Webster Twinfisher 5.2 Review

Webster’s Twinfisher was established in 1987 and is one of few Aussie manufacturers building small cats. These unique fishing boats have stood the test of time and have a number of models to suit a wide range of needs, ranging from four-metre tiller steer tinnies to the larger 5.2 model our test boat.

The 5.2 is available in centre console and cuddy cab or runabout style. I tested the cuddy cabin from Inverloch Marine. The first thing I noticed about the Webster’s Twinfisher 5.2 was the size of the cockpit it’s huge for a small boat and has heaps of ‘fishability’. That’s an advantage of the twin hull design, space is a precious commodity too many boat manufacturers ignore and it’s good to see it utilised for a change. 

A fix box is located centrally in the cockpit, which comes complete with three rod holders at the bow end. It’s padded and doubles as a seat ideal for snapper fishing in places like Port Phillip Bay.  Full length pockets along each side plus smaller ones in the cabin offer storage for the bits and pieces we fishos insist on taking with us. They need to be strengthened I used one as a step to get out and bent it, but I’m no light lad!

Aft, there’s a raised battery shelf, fuel tank in the centre and an oversized door. I was impressed by the door; it would be a great asset for divers with cumbersome gear. A raised bait board sits centrally and is ruggedly built a nice change from the many flimsy versions I see these days. The gunwales are wide and can take a number of rod holders.
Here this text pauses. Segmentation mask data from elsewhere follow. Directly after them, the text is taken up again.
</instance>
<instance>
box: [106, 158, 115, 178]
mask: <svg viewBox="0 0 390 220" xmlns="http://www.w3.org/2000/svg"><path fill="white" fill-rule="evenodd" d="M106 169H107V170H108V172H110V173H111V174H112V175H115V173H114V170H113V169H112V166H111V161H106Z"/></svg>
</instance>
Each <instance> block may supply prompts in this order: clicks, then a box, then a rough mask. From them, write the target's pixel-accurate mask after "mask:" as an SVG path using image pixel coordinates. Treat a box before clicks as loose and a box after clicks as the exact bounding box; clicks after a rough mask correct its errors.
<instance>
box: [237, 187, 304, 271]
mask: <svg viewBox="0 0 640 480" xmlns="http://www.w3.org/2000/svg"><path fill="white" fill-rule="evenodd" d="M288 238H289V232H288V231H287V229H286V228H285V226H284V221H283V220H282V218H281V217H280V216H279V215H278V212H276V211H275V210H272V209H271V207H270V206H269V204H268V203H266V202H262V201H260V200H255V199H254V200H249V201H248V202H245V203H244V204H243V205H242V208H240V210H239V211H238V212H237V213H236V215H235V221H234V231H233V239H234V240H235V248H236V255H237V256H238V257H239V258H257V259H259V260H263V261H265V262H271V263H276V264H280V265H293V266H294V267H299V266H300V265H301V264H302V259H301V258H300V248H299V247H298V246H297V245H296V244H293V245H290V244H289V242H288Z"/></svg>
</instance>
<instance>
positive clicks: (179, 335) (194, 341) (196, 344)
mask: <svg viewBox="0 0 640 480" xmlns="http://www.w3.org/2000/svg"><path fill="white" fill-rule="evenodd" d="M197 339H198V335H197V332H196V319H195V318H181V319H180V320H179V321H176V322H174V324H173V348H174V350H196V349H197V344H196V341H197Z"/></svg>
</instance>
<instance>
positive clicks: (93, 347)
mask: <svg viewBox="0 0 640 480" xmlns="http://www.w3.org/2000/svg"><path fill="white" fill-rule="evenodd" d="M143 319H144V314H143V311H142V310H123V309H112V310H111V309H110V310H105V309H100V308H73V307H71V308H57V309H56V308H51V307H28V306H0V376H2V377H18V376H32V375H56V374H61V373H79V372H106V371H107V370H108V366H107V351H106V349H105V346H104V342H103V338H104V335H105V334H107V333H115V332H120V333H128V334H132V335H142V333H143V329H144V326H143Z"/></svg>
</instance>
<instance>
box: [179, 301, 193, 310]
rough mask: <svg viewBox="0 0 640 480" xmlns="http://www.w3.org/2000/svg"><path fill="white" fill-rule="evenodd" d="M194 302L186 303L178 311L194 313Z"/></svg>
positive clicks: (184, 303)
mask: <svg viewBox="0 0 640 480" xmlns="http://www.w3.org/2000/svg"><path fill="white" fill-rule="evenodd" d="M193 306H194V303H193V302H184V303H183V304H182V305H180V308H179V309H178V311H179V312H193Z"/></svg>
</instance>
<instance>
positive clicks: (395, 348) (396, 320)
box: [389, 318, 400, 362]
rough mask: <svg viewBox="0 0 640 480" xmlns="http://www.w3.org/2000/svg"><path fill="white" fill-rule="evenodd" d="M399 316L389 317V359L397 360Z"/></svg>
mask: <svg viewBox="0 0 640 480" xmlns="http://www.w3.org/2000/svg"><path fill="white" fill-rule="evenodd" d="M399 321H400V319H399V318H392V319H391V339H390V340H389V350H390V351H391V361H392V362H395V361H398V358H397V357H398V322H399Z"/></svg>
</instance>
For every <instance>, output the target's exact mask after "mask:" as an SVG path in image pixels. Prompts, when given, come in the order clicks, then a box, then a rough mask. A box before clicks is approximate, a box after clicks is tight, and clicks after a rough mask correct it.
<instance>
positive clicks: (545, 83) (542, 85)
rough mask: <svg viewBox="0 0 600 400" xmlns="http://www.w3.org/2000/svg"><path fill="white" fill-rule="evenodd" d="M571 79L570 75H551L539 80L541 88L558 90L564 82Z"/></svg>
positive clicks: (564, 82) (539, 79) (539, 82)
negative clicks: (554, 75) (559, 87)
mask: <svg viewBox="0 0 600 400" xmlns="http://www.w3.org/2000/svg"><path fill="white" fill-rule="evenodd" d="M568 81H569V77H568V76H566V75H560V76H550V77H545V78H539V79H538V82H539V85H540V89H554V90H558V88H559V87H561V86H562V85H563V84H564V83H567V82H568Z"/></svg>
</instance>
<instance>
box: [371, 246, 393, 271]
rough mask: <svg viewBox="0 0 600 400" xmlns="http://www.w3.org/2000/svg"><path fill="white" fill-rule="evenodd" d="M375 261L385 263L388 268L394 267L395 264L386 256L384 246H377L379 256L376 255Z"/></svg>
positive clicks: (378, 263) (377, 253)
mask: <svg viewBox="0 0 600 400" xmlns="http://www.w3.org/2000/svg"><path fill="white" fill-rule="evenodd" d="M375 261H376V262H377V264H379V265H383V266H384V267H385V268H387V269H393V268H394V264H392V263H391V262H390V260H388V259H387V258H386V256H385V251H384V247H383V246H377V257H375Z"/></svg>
Our test boat was powered by a 100 hp Yamaha four-stroke outboard. The boat jumped out of the hole quickly with impressive acceleration. We encountered short, steep swells that were standing up to the run-out tide at the entrance to Patterson River. The boat performed well, skipping across the waves with ease. The odd one caught us by surprise and we did get a little wet. A set of clears optioned into the package will solve that. I’ve never been a big fan of cat-style boats but found the Webster’s easy to steer it handled the uncomfortable chop with ease. Shane had to pull back on the throttle for some of the larger waves when running down sea, but that’s common among all lighter alloy boats.

The helm is well set-up. The separate Lowrance GPS and sounder units don’t clutter the space, there is a glove box on the passenger side and ample room to stretch your legs. The twin hull design offers excellent stability and makes the Twinfisher ideal for anglers who do a lot of drift fishing.

Another advantage of the Twinfisher is how easy it is to launch and retrieve. The twin hull finds its own way onto the trailer if you start straight enough. This makes it a great boat for those still learning. My mono hull centre console is a pain to get on the trailer by comparison.

The Webster’s Twinfisher is a neat little package ideal for estuary and inshore waters. It has heaps of room for a small boat and it’s relatively lightweight hull (550 kg) make it towable for the average family car and easy work for a four-wheel drive.